L'estratto
conto della carta di credito Diners. Raffaella corre in cucina,
prende un coltello e la apre delicatamente. Se trovo qualche
prova,
poi la richiudo e metto tutto a posto e faccio finta di niente.
Così
poi lo becco in flagrante e lo rovino. Lo rovino. Giuro che lo
rovino.
Tira fuori l'estratto e comincia a spizzarlo come la più grande
partita di poker mai giocata al mondo. Ogni riga è un sussulto.
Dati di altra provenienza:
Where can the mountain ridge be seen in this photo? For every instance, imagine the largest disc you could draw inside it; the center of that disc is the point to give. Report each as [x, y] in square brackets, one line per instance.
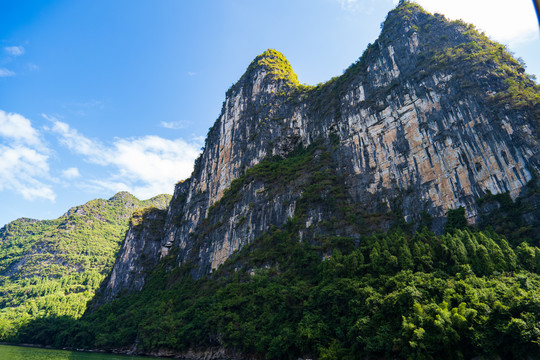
[53, 267]
[305, 228]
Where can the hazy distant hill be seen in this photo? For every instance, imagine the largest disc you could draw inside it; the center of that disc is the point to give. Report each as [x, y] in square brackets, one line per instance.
[52, 267]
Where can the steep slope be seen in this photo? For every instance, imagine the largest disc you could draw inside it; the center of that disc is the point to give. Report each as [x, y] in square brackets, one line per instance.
[303, 231]
[432, 117]
[53, 267]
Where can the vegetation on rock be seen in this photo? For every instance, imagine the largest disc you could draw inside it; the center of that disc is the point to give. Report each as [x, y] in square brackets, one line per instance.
[53, 267]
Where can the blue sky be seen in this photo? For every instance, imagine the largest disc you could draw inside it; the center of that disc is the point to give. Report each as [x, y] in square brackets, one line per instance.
[98, 96]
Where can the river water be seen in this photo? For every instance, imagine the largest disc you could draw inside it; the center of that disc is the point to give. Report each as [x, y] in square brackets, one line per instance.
[8, 352]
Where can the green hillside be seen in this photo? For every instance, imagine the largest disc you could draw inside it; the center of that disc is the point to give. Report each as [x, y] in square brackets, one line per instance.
[53, 267]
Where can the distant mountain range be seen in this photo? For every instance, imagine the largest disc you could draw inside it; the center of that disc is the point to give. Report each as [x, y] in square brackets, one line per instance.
[391, 212]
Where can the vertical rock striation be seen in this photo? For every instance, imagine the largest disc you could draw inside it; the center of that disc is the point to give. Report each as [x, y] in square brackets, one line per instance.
[425, 120]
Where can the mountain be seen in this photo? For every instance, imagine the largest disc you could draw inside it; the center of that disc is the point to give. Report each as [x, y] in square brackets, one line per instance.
[432, 117]
[391, 212]
[53, 267]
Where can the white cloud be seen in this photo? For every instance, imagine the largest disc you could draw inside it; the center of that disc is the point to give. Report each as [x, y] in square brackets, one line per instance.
[507, 22]
[5, 72]
[14, 50]
[145, 166]
[351, 5]
[175, 125]
[18, 128]
[23, 158]
[71, 173]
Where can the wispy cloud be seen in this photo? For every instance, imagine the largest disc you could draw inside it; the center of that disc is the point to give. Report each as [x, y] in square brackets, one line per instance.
[14, 50]
[354, 5]
[5, 72]
[508, 23]
[23, 158]
[71, 173]
[16, 127]
[145, 166]
[175, 125]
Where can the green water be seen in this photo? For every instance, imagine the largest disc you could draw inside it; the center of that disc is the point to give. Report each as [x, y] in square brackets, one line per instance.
[8, 352]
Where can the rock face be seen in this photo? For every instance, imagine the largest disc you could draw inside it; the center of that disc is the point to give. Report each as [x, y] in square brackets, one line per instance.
[143, 237]
[424, 121]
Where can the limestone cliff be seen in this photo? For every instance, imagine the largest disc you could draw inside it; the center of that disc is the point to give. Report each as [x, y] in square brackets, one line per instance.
[427, 120]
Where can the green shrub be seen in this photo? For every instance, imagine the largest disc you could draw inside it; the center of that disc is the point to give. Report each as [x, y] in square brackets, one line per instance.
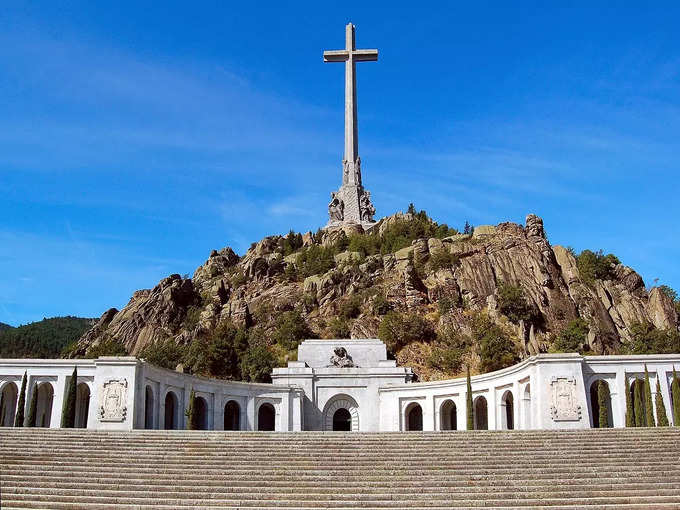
[646, 339]
[68, 412]
[596, 265]
[257, 364]
[398, 330]
[513, 304]
[290, 329]
[21, 406]
[339, 327]
[496, 348]
[661, 416]
[108, 346]
[165, 354]
[573, 337]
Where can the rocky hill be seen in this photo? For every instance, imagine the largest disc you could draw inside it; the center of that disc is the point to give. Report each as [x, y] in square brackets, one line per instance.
[441, 300]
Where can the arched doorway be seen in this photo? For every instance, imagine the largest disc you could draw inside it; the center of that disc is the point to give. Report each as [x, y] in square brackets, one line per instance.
[526, 407]
[266, 417]
[342, 420]
[201, 413]
[508, 411]
[599, 393]
[336, 403]
[232, 416]
[44, 405]
[448, 418]
[148, 408]
[480, 414]
[414, 417]
[170, 411]
[82, 405]
[9, 397]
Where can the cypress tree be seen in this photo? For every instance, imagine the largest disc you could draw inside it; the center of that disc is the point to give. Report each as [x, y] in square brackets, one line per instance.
[32, 408]
[190, 412]
[470, 415]
[675, 390]
[661, 417]
[649, 407]
[638, 405]
[630, 415]
[21, 406]
[602, 398]
[68, 412]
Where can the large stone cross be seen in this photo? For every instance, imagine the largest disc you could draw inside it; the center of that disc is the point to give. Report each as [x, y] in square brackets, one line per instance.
[351, 204]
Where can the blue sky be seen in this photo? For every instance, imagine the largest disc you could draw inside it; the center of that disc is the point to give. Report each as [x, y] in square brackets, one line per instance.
[137, 136]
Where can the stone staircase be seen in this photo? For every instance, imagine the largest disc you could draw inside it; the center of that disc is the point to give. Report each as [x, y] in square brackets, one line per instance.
[84, 469]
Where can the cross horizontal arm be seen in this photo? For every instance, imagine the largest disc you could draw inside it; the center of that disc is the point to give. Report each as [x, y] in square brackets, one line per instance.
[365, 55]
[335, 56]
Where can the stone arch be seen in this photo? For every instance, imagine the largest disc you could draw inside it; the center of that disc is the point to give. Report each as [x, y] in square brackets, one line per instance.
[44, 404]
[595, 404]
[171, 422]
[149, 402]
[232, 416]
[10, 394]
[82, 405]
[481, 414]
[413, 416]
[201, 413]
[507, 411]
[341, 402]
[266, 417]
[526, 406]
[448, 415]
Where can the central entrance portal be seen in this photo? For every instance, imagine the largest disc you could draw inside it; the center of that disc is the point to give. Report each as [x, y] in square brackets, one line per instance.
[342, 420]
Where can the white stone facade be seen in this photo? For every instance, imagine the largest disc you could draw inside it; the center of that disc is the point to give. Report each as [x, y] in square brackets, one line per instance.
[335, 385]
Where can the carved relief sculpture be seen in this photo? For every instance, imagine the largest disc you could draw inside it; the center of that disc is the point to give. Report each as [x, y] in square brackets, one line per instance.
[341, 359]
[113, 398]
[564, 406]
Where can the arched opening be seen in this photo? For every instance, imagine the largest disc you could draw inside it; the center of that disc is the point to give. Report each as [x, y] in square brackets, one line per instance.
[8, 409]
[44, 405]
[481, 418]
[599, 396]
[148, 408]
[170, 411]
[414, 417]
[342, 420]
[232, 416]
[526, 406]
[266, 417]
[448, 418]
[508, 411]
[201, 413]
[82, 405]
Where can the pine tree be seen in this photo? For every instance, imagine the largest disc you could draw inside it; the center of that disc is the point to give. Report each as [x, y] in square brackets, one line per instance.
[661, 417]
[68, 412]
[649, 406]
[638, 404]
[190, 412]
[470, 415]
[630, 414]
[21, 406]
[675, 390]
[602, 399]
[32, 408]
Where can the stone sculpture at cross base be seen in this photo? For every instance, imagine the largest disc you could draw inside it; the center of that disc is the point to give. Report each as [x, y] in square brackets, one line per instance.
[351, 204]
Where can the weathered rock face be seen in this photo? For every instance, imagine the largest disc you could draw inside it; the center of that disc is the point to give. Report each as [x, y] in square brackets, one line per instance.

L'ipotesi che l'avversario possa avere in mano quattro donne. O
anche
semplicemente una, ma comunque un'altra. Raffaella controlla
frenetica tutti gli importi. Niente. Tutti pagamenti regolari. Rid
del mutuo, pagamento del gasolio per la macchina... ecco! Una nota
strana. Acquisto in un negozio di ed. Quanti ne avrà presi? Be',
per il prezzo che vedo devono essere i tre che ha in macchina.
Niente
da fare. Ecco il completo di Franceschini, quello a via Cola Di
Rienzo. È quello che ha preso ai saldi e poi Teresa, la sarta, gli
ha
fatto l'orlo ai pantaloni. Sì, è tutto a posto. Raffaella ora
guarda più
tranquilla le ultime due righe, pagamento del telefono di casa...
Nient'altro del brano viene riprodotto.